BERNARD OLLIVIER, pèlerin de Saint-Jacques et grand marcheur sur les 12.000 Km de la route de la soie, nous a quant à lui, décrit l’association « Seuil » qu’il a créé et qui depuis plus de 10 ans encadre et cherche à réinsérer des jeunes délinquants en les accompagnant notamment sur les chemins vers Compostelle. Son témoignage très prenant, a mis en évidence que « le pèlerinage judiciaire ou pénitentiel » de notre époque est mieux préparé, encadré et suivi qu’il ne l’était aux siècles passés et que l’investissement humain des accompagnateurs est de la plus grande importance. 

Ces diverses communications concernaient les temps présents, voyons maintenant ce que les communications nous ont apporté concernant les Siècles Passés.  

GERARD JUGNOT nous parle des réseaux d’accueil aux pèlerins et pose à leur propos, la question : mythe ou réalité ? Partant du « guide  du pèlerin » attribué à Aymeric Picaud, et en étudiant particulièrement les étapes telles qu’elles y sont décrites sur le Camino Francés, le conférencier cherche à voir dans quelle mesure l’existence à l’époque de lieux d’accueil pour pèlerins (couvents, hôpitaux... ) pouvait conforter la pertinence de ces étapes. La réponse à cette dernière question est NON. Sans dire que l’existence d’un réseau d’accueil est un mythe, l’étude historique ne permet pas non plus de dire qu’il est une réalité…

GASTON BRAIVE étudie lui l’accueil des pèlerins en Roman pays du Brabant. La majorité des archives des institutions qui auraient pu héberger des pèlerins ont malheureusement disparus dans les incendies de Nivelles et de Mons en 1940. Si l’hostellerie de Noirhat a conservé ses archives, elle est plutôt caractérisée, comme le dit l’auteur, par une sorte de pèlerinage à l’envers partant de Soisson vers l’Allemagne. On ne peut donc pas affirmer que cette hostellerie ait été un lieu d’accueil pour les pèlerins vers Compostelle.
En ce qui concerne l’importante abbaye de Villers-la-Ville, si les archives font fréquemment mention d’accueil de « sponsors » et de repas, banquets et réceptions donnés en leur honneur, elles ne font jamais mention d’accueil ou d’hébergement de pèlerins…
A nouveau, il n’est pas possible d’affirmer que cette abbaye importante ait été un lieu d’accueil de pèlerins.
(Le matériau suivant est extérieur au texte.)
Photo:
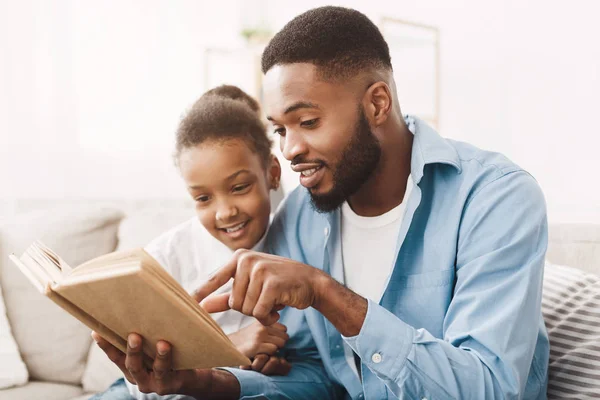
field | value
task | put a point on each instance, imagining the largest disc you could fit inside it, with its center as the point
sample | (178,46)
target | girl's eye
(309,123)
(241,188)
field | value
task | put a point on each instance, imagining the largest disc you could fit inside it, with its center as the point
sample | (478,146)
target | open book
(128,291)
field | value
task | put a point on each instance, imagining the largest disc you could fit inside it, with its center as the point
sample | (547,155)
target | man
(418,259)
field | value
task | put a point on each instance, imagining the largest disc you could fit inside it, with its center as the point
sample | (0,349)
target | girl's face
(231,189)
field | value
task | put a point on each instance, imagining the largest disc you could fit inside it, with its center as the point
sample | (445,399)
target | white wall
(91,91)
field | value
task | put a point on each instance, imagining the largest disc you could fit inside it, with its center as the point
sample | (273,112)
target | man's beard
(357,163)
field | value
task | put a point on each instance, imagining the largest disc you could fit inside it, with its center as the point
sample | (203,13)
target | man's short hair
(341,42)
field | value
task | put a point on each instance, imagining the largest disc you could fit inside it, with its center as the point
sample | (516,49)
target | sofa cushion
(571,309)
(12,369)
(54,345)
(42,390)
(140,227)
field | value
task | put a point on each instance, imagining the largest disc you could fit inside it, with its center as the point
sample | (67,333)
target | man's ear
(377,103)
(274,173)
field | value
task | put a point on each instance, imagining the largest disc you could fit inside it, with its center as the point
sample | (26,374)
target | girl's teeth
(309,172)
(235,228)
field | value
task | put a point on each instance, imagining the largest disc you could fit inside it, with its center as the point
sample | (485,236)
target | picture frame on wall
(415,53)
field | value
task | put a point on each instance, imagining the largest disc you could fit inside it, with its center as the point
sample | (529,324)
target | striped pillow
(571,308)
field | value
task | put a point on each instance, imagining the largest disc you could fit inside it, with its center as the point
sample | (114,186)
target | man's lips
(306,167)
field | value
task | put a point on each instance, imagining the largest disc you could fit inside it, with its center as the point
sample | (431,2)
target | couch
(61,360)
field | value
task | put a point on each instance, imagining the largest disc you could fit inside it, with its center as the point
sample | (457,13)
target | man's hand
(263,284)
(269,365)
(256,339)
(162,379)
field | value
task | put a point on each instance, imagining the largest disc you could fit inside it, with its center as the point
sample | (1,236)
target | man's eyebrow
(297,106)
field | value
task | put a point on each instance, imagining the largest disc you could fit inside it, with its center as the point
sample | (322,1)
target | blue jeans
(117,391)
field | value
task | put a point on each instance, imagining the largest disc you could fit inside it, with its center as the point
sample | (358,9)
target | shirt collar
(428,148)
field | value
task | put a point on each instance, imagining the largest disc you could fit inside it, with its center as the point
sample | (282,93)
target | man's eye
(309,123)
(241,188)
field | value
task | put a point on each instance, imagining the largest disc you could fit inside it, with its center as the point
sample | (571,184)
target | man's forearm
(345,309)
(222,386)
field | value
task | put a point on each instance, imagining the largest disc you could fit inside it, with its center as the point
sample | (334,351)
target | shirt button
(376,358)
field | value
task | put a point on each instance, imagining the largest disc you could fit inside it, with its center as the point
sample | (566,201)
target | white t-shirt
(369,251)
(191,254)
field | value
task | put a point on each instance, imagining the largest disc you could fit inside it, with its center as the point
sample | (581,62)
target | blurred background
(91,92)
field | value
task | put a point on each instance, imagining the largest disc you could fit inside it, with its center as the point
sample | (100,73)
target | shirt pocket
(421,300)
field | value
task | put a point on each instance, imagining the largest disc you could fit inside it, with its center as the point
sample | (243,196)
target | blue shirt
(460,317)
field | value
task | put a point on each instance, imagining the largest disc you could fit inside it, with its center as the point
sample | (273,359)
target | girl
(224,156)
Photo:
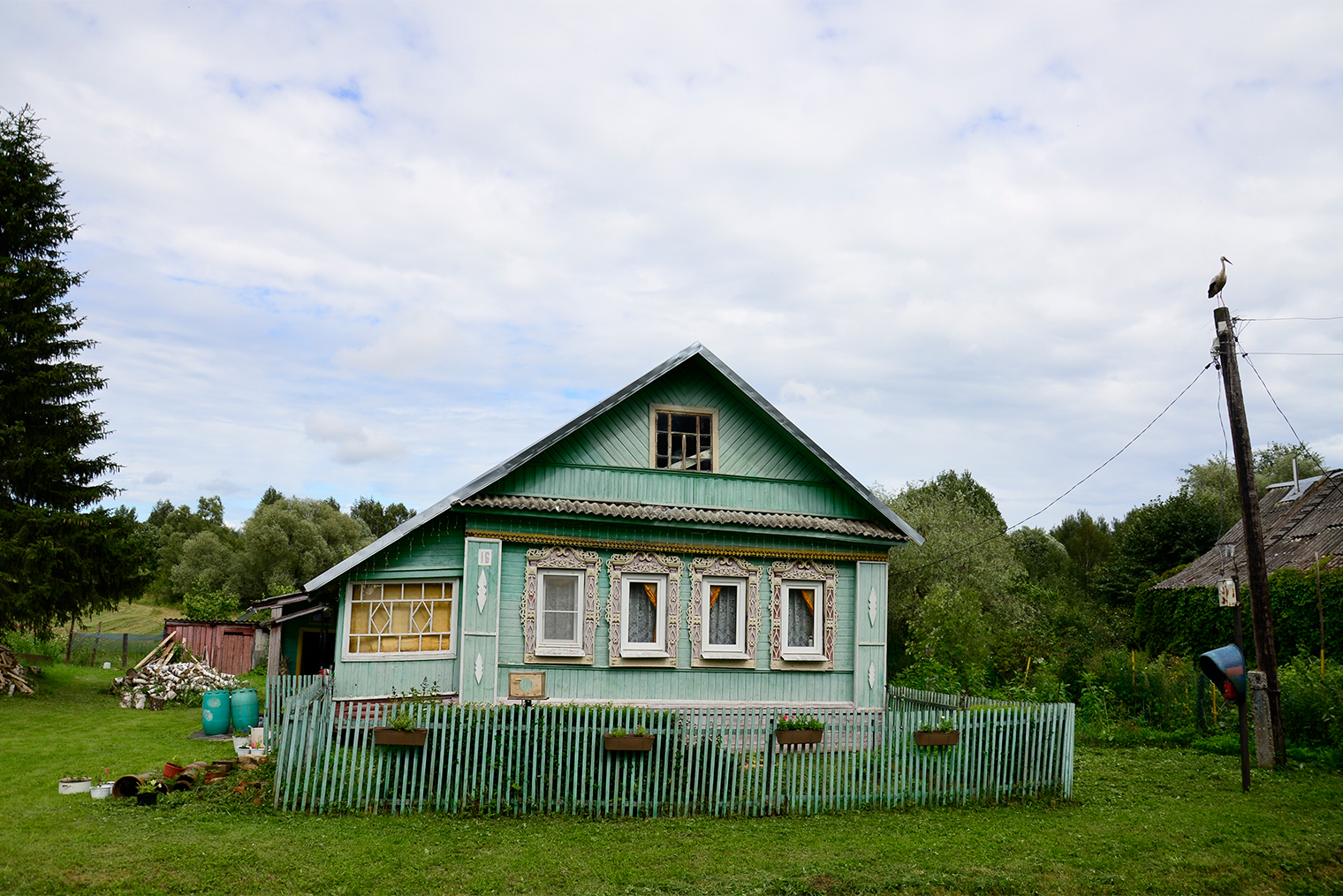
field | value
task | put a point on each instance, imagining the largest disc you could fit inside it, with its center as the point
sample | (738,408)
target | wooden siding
(749,444)
(681,490)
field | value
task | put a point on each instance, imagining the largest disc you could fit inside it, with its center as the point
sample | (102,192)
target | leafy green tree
(1087,540)
(377,519)
(57,560)
(1214,478)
La question  à laquelle tente de répondre JEAN-MARIE CAUCHIES  concerne elle l’existence ou non d’un droit ou de lois et réglementations propres aux pèlerins au XVIe siècle dans les anciens Pays-Bas.
S’il est fréquemment fait mention du pèlerin dans la législation et les règlements, il est par contre toujours associé aux autres voyageurs, commerçants, vagabonds ou mendiants. On se méfie du pèlerin et on se prémunit contre lui,  comme on le fait à l’égard de tout étranger et SDF. La réponse à la question initiale posée est : NON, il n’y a pas au XVIe siècle de législation ou de droit  propre aux pèlerins.
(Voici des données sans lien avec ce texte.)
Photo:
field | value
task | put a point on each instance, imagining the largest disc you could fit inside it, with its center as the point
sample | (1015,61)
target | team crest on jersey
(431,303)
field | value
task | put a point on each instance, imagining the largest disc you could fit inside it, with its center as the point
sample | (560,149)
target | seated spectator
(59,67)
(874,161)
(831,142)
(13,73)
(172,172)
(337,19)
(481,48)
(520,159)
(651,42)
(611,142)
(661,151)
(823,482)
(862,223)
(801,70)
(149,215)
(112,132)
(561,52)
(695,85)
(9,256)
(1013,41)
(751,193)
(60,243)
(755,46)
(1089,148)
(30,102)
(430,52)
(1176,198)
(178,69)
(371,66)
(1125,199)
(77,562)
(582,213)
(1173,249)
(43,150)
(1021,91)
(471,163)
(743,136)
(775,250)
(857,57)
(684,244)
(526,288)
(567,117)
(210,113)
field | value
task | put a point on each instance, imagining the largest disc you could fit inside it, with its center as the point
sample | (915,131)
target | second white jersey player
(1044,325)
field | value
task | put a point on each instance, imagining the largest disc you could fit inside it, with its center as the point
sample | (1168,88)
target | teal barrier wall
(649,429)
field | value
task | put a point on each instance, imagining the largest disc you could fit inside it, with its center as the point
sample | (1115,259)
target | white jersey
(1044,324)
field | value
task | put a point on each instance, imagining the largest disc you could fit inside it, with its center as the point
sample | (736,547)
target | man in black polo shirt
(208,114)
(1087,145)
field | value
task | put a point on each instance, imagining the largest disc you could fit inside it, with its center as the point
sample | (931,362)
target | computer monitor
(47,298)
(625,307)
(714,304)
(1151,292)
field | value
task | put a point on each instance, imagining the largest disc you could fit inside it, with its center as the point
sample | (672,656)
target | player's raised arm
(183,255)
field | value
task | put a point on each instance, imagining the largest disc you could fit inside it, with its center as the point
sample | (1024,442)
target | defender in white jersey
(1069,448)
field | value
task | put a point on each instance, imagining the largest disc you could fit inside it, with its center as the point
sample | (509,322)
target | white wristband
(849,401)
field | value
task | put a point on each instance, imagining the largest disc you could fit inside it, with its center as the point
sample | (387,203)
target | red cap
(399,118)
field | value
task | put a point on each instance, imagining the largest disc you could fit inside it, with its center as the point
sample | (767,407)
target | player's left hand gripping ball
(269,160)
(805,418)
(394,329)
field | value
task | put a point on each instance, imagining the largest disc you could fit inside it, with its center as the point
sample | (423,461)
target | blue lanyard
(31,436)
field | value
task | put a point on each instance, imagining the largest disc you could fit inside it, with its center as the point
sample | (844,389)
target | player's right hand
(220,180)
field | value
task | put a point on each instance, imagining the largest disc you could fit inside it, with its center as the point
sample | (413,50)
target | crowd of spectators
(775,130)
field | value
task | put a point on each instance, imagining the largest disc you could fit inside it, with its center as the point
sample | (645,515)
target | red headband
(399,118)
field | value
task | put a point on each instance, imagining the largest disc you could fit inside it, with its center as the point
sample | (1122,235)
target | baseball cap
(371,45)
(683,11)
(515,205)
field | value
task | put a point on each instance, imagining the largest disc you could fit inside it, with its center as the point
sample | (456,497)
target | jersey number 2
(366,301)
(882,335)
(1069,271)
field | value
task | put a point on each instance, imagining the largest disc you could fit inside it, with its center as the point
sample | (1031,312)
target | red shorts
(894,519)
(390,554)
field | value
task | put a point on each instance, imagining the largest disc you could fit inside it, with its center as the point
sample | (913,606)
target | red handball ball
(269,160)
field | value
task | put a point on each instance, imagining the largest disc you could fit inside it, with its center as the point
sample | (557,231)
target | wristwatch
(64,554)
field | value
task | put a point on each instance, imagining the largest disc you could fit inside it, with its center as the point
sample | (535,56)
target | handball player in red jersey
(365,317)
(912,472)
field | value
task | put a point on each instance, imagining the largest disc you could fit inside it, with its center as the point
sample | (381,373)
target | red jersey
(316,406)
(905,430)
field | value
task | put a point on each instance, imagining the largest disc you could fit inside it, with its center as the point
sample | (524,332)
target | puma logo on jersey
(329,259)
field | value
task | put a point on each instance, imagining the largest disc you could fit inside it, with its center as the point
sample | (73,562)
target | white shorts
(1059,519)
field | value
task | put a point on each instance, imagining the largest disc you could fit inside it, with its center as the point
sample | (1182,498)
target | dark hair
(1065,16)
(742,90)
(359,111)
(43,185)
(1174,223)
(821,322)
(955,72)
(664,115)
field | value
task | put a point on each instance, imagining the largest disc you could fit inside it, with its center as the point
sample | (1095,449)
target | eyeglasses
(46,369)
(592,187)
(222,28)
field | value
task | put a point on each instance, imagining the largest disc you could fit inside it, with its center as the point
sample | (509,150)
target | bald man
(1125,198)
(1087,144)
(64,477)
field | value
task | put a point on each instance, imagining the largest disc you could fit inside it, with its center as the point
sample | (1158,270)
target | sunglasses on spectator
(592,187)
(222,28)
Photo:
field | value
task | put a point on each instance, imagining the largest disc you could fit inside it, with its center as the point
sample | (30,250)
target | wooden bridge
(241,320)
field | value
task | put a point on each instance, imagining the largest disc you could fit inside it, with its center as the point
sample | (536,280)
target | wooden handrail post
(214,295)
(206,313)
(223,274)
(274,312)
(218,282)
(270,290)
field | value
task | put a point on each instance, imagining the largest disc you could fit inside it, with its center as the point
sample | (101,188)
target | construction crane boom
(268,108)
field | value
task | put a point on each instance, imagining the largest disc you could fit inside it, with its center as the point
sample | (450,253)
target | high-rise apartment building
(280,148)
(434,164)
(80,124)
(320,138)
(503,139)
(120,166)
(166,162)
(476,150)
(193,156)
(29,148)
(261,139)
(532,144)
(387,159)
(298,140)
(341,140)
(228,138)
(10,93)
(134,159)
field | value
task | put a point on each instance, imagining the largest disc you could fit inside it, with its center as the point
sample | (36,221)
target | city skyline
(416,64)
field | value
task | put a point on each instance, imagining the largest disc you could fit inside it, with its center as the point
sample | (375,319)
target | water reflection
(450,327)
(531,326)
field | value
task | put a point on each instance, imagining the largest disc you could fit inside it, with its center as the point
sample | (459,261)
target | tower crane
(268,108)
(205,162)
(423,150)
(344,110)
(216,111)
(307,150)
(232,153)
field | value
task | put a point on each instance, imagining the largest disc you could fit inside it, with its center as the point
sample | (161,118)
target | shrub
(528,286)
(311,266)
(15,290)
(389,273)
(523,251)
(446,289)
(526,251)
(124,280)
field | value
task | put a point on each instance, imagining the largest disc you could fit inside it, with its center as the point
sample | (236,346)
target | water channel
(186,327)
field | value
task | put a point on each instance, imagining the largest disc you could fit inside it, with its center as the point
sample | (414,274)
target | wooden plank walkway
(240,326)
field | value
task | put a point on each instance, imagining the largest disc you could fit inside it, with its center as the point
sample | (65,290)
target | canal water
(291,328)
DENIS CLAUZEL ne dit pas autre chose en ce qui concerne la législation aux XIVe-XVIe siècles dans les villes du Nord de la France. Là aussi le pèlerin était rangé dans la catégorie des étrangers de passage et ne bénéficiait pas de privilèges particuliers.

Finalement le seul encadrement particulier du pèlerin que le colloque met en évidence concerne les pèlerins par condamnation (les pèlerinages judiciaires). Ces pèlerinages sont clairement définis dans la sentence et les conditions de réalisation en sont sévèrement règlementées mais ne se limitent pas au pèlerinage vers Compostelle. 

Que conclure ?

Au début du colloque, un des premiers intervenants, parlant du « Guide » d’Aymeric Picaud lançait une critique discrète à la thèse défendue par Denise Péricard-Méa [1] selon laquelle ce guide (manuscrit) n’aurait très probablement été que très rarement lu avant sa première édition en latin en 1882. Plus largement la FERPEL estime que trop de faits en rapport avec le pèlerinage à Compostelle sont présentés comme vérités historiques alors que les études historiques ne permettent pas de les étayer.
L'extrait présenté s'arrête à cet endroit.